Dieu est notre père, mais c'est la nature qui est notre mère. Honore ton père et ta mère, dit le Décalogue, afin que tu vives longuement sur la terre. Emmanuel Dieu est avec nous, tel est le mot sacré des initiés connus seulement sous le nom de Frères de la Rose-Croix. C'est en ce sens que Jésus­-Christ a pu sans blasphémer se dire le fils de Dieu et Dieu lui-même. C'est en ce sens qu'il veut que nous ne fassions qu'un avec lui comme il ne fait qu'un avec son père, et qu'ainsi l'humanité régénérée réalise en ce monde le grand Arcane de l'homme Dieu.

 

Aimons Dieu les uns dans les autres, car Dieu ne se montrera jamais autrement à nous. Tout ce qu'il y a d'aimable en nous, c'est Dieu qui est en nous, et l'on ne peut aimer que Dieu et c'est toujours Dieu qu'on aime quand on sait véritablement aimer.

 

Dieu est lumière et il n'aime pas les ténèbres. Si donc nous voulons sentir Dieu en nous, éclairons nos âmes.
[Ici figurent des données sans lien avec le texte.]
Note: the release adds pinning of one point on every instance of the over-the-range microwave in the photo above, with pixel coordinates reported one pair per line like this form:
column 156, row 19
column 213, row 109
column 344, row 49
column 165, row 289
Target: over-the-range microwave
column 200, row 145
L'arbre de la science n'est un arbre de mort que pour Satan et ses apôtres, c'est le mancenillier des superstitions, mais pour nous c'est l'arbre de vie.

 

Etendons les mains et prenons les fruits de cet arbre ; il nous guérira des appréhensions de la mort.

 

Alors, nous ne dirons plus comme de stu­pides esclaves : Ceci est bien parce qu'on nous l'ordonne en nous promettant une récompense, et cela est mal parce qu'on nous le défend en nous menaçant du sup­plice.

 

Mais nous dirons : Faisons cela parce que nous savons que c’est bien et ne faisons pas ceci parce que nous savons que c’est mal.

 

Et ainsi sera réalisée la promesse du serpent symbolique : Vous serez comme des Dieux connaissant le bien et le mal.